The Digital Music Report states that still 95% of all downloads remain illegal! People are buying more music, but the damage caused by piracy will cost us more than a million creative jobs by 2015.
The international record industry has called on governments around the world to fight stronger against illegal music downloads from the internet. Frances Moore, the chairman of the World Federation of the Phonographic Industry (IFPI), said that countries like South Korea and France have already taken more stringent measures against piracy. Even though the demand for legal songs from the internet is growing, there are still 95% of all downloads are illegal.
The worldwide trend is still going away from the CD and is moving to music files from the internet. In 2010, sales of downloaded music rose by 6% to 4.6 billion U.S. dollars (3.4bn euros). Meanwhile, nearly a third of the total turnover for record companies comes from digital business.

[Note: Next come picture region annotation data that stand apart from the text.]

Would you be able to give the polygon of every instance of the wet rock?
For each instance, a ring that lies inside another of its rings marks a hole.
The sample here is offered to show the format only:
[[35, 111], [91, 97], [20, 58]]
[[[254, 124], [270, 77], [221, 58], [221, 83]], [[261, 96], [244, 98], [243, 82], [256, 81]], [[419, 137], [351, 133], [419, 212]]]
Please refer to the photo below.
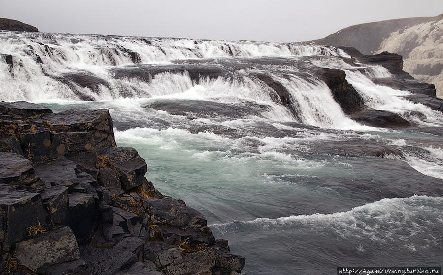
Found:
[[45, 224], [47, 216], [39, 194], [0, 184], [0, 242], [4, 246], [28, 236], [30, 227]]
[[198, 83], [201, 79], [209, 77], [216, 79], [219, 77], [229, 77], [232, 75], [229, 71], [221, 67], [212, 64], [182, 64], [168, 65], [151, 66], [146, 64], [137, 64], [134, 66], [116, 67], [110, 71], [116, 78], [127, 78], [128, 75], [149, 82], [157, 74], [165, 72], [171, 73], [186, 73], [189, 75], [193, 81]]
[[363, 99], [346, 81], [344, 71], [336, 69], [323, 68], [321, 78], [331, 90], [334, 100], [344, 113], [351, 114], [362, 110]]
[[107, 110], [73, 109], [47, 114], [38, 123], [55, 132], [89, 132], [96, 146], [116, 146], [112, 120]]
[[115, 275], [163, 275], [163, 273], [154, 270], [146, 263], [137, 262], [129, 268], [119, 271]]
[[32, 163], [15, 153], [0, 152], [0, 184], [32, 192], [44, 189]]
[[[57, 153], [62, 152], [68, 159], [74, 161], [84, 172], [97, 178], [97, 152], [92, 133], [88, 132], [62, 132], [54, 135], [53, 143], [58, 145]], [[54, 146], [55, 147], [55, 146]]]
[[9, 65], [11, 67], [14, 67], [14, 60], [12, 56], [10, 54], [5, 55], [3, 56], [4, 61], [6, 61], [6, 64]]
[[437, 91], [434, 84], [419, 82], [415, 79], [409, 78], [374, 78], [372, 79], [375, 84], [390, 87], [393, 89], [402, 91], [409, 91], [415, 94], [421, 94], [435, 97]]
[[31, 270], [80, 258], [75, 237], [68, 226], [55, 228], [16, 246], [16, 258]]
[[219, 253], [218, 248], [212, 247], [193, 253], [183, 253], [182, 263], [174, 262], [167, 266], [165, 270], [167, 274], [171, 275], [212, 274]]
[[143, 201], [149, 209], [151, 223], [155, 226], [150, 232], [151, 239], [159, 237], [170, 244], [184, 241], [192, 244], [215, 243], [207, 221], [196, 210], [171, 198]]
[[69, 209], [68, 188], [62, 185], [47, 188], [41, 199], [49, 214], [53, 225], [68, 224], [71, 217]]
[[15, 136], [0, 138], [0, 152], [15, 153], [24, 156], [25, 153], [20, 146], [20, 142]]
[[363, 63], [382, 65], [392, 74], [401, 75], [406, 78], [412, 78], [408, 73], [403, 71], [403, 58], [399, 54], [383, 52], [378, 54], [362, 55], [357, 59]]
[[65, 262], [61, 264], [53, 265], [39, 268], [37, 270], [39, 274], [45, 275], [89, 275], [89, 270], [86, 263], [83, 259], [75, 261]]
[[99, 184], [111, 193], [120, 195], [125, 191], [122, 188], [121, 174], [115, 167], [103, 167], [98, 170]]
[[295, 117], [299, 118], [297, 108], [294, 106], [294, 104], [296, 104], [296, 102], [294, 101], [289, 91], [281, 83], [273, 79], [266, 74], [257, 73], [254, 75], [275, 91], [281, 104], [288, 108]]
[[403, 97], [414, 103], [422, 104], [433, 110], [443, 112], [443, 100], [440, 98], [417, 94], [404, 96]]
[[215, 262], [214, 273], [229, 275], [233, 271], [241, 273], [244, 267], [246, 259], [230, 252], [227, 240], [217, 240], [217, 244], [220, 248], [220, 254]]
[[143, 224], [142, 217], [118, 207], [112, 207], [112, 210], [114, 225], [120, 226], [125, 232], [133, 236], [147, 237], [147, 230]]
[[136, 52], [130, 52], [128, 54], [131, 61], [134, 63], [141, 63], [141, 57], [140, 56], [140, 54]]
[[364, 110], [353, 114], [351, 118], [362, 124], [375, 127], [405, 127], [411, 125], [396, 114], [381, 110]]
[[115, 274], [138, 261], [143, 243], [139, 238], [128, 237], [109, 249], [86, 246], [82, 255], [91, 275]]
[[35, 171], [46, 186], [63, 185], [74, 193], [83, 189], [77, 176], [77, 164], [65, 158], [59, 158], [37, 164]]
[[97, 226], [95, 204], [92, 195], [76, 193], [69, 195], [69, 210], [72, 224], [70, 225], [80, 244], [91, 241]]
[[56, 79], [69, 86], [80, 100], [85, 101], [94, 101], [95, 98], [82, 88], [86, 88], [97, 93], [100, 92], [102, 87], [110, 87], [107, 81], [87, 71], [62, 73]]
[[175, 262], [183, 262], [181, 252], [176, 245], [157, 241], [147, 241], [143, 245], [143, 259], [153, 262], [158, 268]]
[[28, 117], [50, 113], [52, 112], [52, 111], [44, 106], [26, 101], [1, 102], [0, 102], [0, 113], [4, 113], [4, 112]]
[[[320, 146], [319, 146], [320, 148]], [[322, 142], [321, 152], [340, 156], [366, 155], [384, 157], [387, 155], [402, 156], [402, 151], [390, 146], [367, 141], [364, 144], [360, 140], [346, 141], [325, 141]]]
[[108, 147], [98, 154], [99, 177], [102, 185], [119, 195], [143, 184], [147, 166], [136, 150], [127, 147]]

The situation in Germany is still a little different. Germany is still a strong physical market. CDs still made up about 80% of sales in 2010. But the digital market continues to expand. For the past year sales grew by 33.2 percent!
For the first time worldwide a song has hit 10 million legal downloads: “Tik Tok” by U.S. pop singer Kesha was downloaded 12.8 million times. In second place was Lady Gaga’s “Bad Romance”, which was downloaded 9.7 million times.
The industry is looking forward to the future and hopes that the trend of legal downloads will grow. Cloud services just might increase the trend.